I am not sure where the discrimination is, I just see harassment.And why exactly would I not log a claim for assault given a staff member slapped me and tickled me under the armpit (August 2015)?
The fact the employer did not bring closure to these matters made it impossible for me to stick around. The employer had a duty to limit stress factors in the workplace and they did not, I was kept waiting for some bad stuff to happen.
Expert:  Ben Jones replied 2 years ago.
I am afraid I do not see sexual harassment here, which would have been the only claim you could bring in. A breach of contract for not following a grievance procedure will not get you very far either. This is something that would have had to be dealt with under a constructive dismissal claim but you cannot make that as you do not have 2 years’ service. When it comes to assault you cannot claim for it – you can make a complaint to the police about it as it is a criminal offence but that does not get you any compensation, it just means that if the police believe there to have been an assault worthy of being dealt with they can do so and perhaps issue a caution. I don’t want to sound negative but I do have to be realistic and in this case the chances of bringing in any type of claim are rather slim. So it is best you know your position before you start pursuing something you will not be able to take very far. As I have spent quite a lot of time answering your queries could you please take a second to leave your rating so I am credited for my time. I can still answer follow up questions if needed, thank you
Expert:  Ben Jones replied 2 years ago.
Hello, I see you have read my response to your query. Please let me know if this has answered your original question or if you need me to clarify anything else for you in relation to this? If your query has been dealt with please take a second to leave a positive rating by selecting 3, 4 or 5 starts from the top of the page. If you need further help please get back to me on here and I will assist as best as I can. Thank you.
Customer: replied 2 years ago.
I don't understand why you say a claim for breach of contract will not get me very far. It's not about "very far".
I don't think my case is worth a fortune, but I think that breach of contract could still be worth the one month notice period (£1300), or something anyway. I though you might make that point to me...(I also think that if I log a claim with the small claim court for that amount they will probably will not fight it as it will not be worth their expenses - I've seen it happen before). By the way, I cannot go through ACAS as I got my dates wrong and now it's past the deadline.
And just out of curiosity, I have used this site a few times over the last few years, and somehow you are unfailingly the first lawyer that pops us to answer my question, as soon as it is posted.
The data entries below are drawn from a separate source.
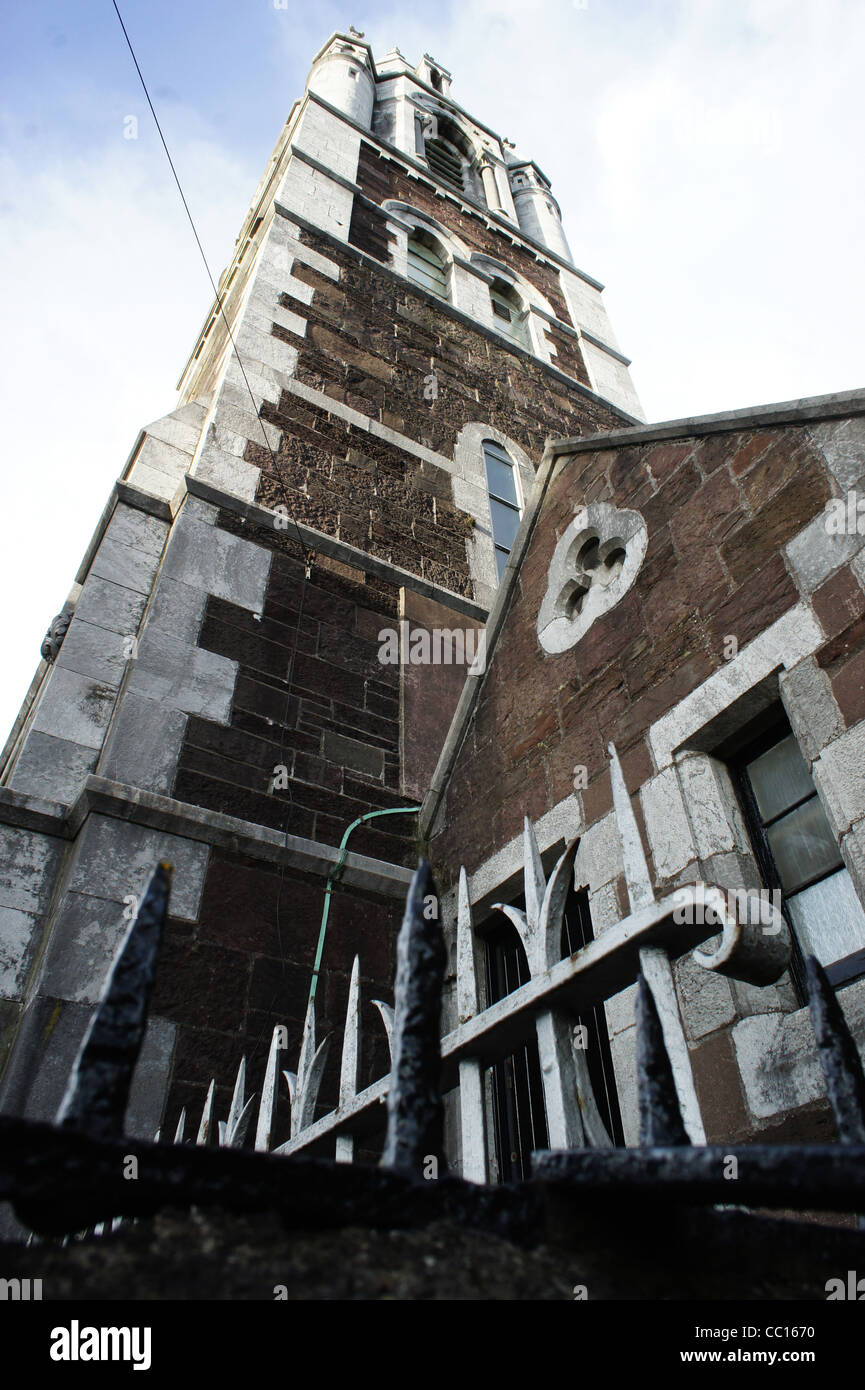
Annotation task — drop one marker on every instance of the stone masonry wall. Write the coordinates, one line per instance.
(370, 344)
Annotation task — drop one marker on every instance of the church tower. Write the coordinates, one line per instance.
(399, 331)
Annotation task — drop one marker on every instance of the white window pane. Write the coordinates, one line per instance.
(499, 477)
(803, 845)
(828, 918)
(779, 779)
(505, 523)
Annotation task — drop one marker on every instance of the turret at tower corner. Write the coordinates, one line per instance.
(405, 570)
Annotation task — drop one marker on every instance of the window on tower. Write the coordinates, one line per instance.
(427, 266)
(504, 501)
(508, 313)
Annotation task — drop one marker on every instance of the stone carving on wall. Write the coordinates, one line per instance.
(54, 635)
(593, 566)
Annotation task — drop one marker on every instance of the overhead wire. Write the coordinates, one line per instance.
(277, 471)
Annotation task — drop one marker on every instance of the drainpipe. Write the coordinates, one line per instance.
(333, 876)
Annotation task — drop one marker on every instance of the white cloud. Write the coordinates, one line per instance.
(705, 154)
(103, 295)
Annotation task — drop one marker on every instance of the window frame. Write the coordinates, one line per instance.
(505, 502)
(842, 972)
(420, 236)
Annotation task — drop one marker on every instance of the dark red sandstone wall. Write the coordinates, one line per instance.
(230, 977)
(337, 731)
(370, 342)
(718, 510)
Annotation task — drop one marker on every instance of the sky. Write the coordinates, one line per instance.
(707, 154)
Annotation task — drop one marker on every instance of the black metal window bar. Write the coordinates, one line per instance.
(66, 1176)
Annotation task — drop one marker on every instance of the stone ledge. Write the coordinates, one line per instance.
(451, 310)
(785, 412)
(177, 818)
(337, 549)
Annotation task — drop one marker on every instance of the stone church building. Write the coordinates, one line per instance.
(410, 437)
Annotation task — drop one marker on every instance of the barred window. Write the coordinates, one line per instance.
(504, 501)
(427, 264)
(508, 312)
(445, 161)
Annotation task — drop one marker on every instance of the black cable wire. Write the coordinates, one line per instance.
(305, 553)
(213, 285)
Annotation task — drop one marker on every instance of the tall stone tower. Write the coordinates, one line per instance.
(399, 331)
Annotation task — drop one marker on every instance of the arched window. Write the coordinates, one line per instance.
(504, 501)
(427, 264)
(508, 312)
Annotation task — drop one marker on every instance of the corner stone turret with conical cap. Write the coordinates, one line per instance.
(344, 75)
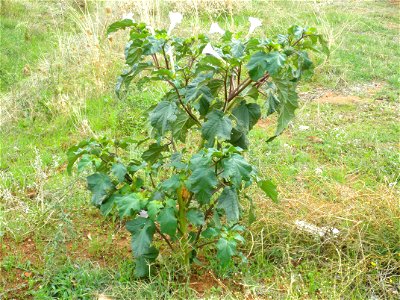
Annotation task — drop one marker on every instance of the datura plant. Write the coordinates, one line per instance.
(184, 191)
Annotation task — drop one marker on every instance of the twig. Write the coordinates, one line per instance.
(165, 238)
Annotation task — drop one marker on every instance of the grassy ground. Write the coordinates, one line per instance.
(337, 165)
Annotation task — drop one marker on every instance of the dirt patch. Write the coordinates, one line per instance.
(14, 275)
(332, 98)
(202, 283)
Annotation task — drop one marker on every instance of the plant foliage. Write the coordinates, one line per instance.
(189, 194)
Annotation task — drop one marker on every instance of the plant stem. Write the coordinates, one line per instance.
(183, 105)
(183, 226)
(165, 238)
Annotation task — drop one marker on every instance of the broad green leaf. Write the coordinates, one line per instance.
(261, 63)
(163, 115)
(228, 201)
(119, 171)
(218, 126)
(272, 103)
(239, 138)
(252, 215)
(246, 115)
(171, 184)
(120, 25)
(152, 154)
(181, 126)
(195, 217)
(236, 169)
(100, 185)
(296, 31)
(129, 205)
(202, 183)
(168, 221)
(287, 96)
(142, 230)
(269, 188)
(84, 162)
(225, 250)
(107, 205)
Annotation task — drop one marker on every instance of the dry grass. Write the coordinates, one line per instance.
(362, 260)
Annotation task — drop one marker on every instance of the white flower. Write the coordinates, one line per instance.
(304, 127)
(151, 29)
(254, 23)
(175, 18)
(171, 58)
(143, 214)
(129, 16)
(216, 29)
(208, 49)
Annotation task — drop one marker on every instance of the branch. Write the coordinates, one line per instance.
(183, 105)
(165, 238)
(165, 58)
(225, 90)
(239, 89)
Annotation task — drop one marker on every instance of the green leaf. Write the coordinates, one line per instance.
(269, 188)
(228, 201)
(181, 125)
(246, 115)
(236, 169)
(120, 25)
(226, 249)
(107, 205)
(84, 162)
(119, 171)
(287, 96)
(218, 126)
(168, 221)
(163, 115)
(154, 152)
(142, 230)
(202, 183)
(195, 217)
(262, 62)
(129, 205)
(239, 138)
(171, 184)
(100, 185)
(252, 215)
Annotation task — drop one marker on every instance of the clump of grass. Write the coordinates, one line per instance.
(342, 172)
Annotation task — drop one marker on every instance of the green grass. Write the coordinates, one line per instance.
(342, 171)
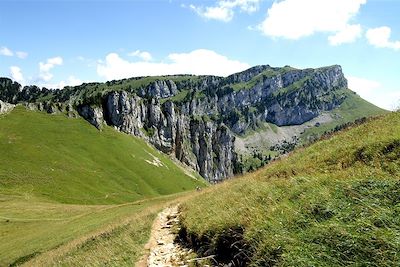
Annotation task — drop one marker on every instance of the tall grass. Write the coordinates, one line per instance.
(335, 203)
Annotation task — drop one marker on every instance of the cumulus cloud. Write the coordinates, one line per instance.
(71, 81)
(294, 19)
(16, 74)
(45, 68)
(146, 56)
(348, 34)
(380, 37)
(375, 92)
(199, 62)
(4, 51)
(21, 54)
(224, 10)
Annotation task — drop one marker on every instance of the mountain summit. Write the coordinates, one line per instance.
(218, 126)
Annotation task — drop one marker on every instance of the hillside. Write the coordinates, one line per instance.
(215, 125)
(62, 159)
(334, 203)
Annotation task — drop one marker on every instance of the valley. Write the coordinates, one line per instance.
(87, 169)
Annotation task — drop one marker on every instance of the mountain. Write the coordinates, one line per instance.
(334, 203)
(218, 126)
(52, 157)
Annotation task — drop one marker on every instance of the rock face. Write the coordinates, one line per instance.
(195, 118)
(204, 145)
(5, 107)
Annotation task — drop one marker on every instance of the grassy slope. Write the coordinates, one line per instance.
(69, 161)
(47, 234)
(335, 203)
(354, 107)
(52, 166)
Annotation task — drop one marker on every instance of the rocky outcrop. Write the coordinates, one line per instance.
(195, 118)
(5, 107)
(206, 146)
(92, 114)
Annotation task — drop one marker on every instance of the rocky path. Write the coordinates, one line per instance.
(163, 251)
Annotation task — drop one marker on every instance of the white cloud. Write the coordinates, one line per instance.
(379, 37)
(199, 62)
(146, 56)
(21, 54)
(71, 81)
(375, 92)
(224, 10)
(4, 51)
(348, 34)
(45, 68)
(294, 19)
(16, 74)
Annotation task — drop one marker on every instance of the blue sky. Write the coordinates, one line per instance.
(57, 43)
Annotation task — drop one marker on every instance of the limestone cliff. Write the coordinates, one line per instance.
(196, 118)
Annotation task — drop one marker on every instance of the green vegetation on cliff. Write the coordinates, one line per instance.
(69, 161)
(335, 203)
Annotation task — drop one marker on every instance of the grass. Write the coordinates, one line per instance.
(68, 161)
(74, 196)
(334, 203)
(47, 234)
(353, 107)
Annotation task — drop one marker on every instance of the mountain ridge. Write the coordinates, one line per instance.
(198, 118)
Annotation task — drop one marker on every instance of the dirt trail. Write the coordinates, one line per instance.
(162, 250)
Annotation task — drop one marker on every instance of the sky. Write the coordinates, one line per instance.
(67, 42)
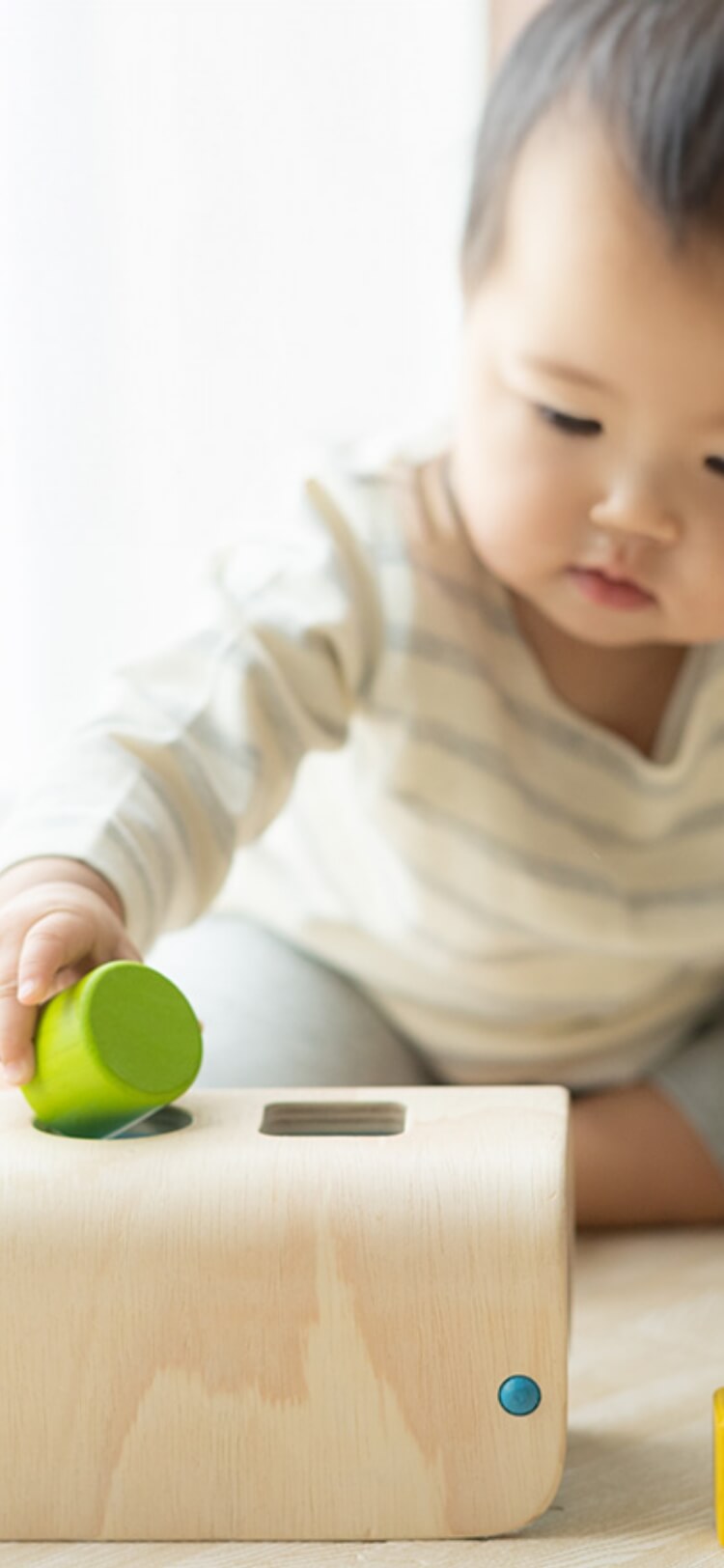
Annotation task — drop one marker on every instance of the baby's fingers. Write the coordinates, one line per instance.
(54, 942)
(16, 1037)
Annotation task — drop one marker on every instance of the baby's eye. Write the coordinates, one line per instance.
(568, 422)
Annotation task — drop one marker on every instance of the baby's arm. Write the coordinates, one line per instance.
(638, 1161)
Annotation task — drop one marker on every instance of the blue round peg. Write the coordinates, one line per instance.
(519, 1396)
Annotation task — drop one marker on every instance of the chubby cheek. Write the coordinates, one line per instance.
(517, 510)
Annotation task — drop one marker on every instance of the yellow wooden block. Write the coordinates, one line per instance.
(719, 1464)
(306, 1314)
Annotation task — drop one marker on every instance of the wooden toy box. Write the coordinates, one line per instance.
(289, 1319)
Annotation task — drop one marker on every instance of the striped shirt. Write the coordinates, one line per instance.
(357, 748)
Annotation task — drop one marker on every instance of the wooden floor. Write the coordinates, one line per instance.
(648, 1352)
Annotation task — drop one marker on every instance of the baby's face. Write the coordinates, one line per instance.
(590, 434)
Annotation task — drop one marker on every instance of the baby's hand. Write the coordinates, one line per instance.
(50, 935)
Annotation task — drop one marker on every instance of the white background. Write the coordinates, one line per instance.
(228, 229)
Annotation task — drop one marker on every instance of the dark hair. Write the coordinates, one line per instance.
(653, 70)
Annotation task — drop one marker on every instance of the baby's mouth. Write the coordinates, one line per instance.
(618, 593)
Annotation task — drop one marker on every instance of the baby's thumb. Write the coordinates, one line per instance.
(65, 942)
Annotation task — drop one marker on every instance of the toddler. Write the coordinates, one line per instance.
(447, 756)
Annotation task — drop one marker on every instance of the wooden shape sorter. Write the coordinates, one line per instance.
(303, 1314)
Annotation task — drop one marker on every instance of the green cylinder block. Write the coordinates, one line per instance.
(110, 1050)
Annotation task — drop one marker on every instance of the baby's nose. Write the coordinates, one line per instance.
(636, 512)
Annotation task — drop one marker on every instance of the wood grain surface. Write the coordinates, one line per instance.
(648, 1352)
(291, 1317)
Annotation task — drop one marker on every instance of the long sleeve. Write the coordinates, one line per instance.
(195, 750)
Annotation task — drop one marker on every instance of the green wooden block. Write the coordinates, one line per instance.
(110, 1050)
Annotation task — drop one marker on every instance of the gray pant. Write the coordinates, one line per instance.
(273, 1017)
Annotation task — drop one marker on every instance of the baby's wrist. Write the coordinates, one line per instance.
(52, 869)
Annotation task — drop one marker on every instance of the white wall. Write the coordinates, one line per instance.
(228, 229)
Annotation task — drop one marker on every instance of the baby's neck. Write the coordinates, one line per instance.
(626, 690)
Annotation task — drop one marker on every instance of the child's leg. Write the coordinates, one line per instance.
(271, 1015)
How can that be (sheer curiosity)?
Expert:  Ben Jones replied 2 years ago.
Hello, when I say it won't get you very far, I really mean that it is not going to be a valid claim - where is the breach of contract here? It is not like the employer dismissed you and did not pay you the notice period due to you. You resigned, that was your decision. The reasons behind that would not amount to a breach of contract for which you can make a claim to pursue your notice period or anything else. So it is about being realistic, not just trying to pursue things which you feel strongly about but which you cannot make a claim for. On that note, I am afraid I will have to end my involvement with this question because it is becoming uneconomical for me to continue as I have not been credited for my time, which has been quite a lot on this matter. I hope your position has been explained
Expert:  Ben Jones replied 2 years ago.
Hello, do you need any further assistance or are you happy with the above response? Look forward to hearing from you.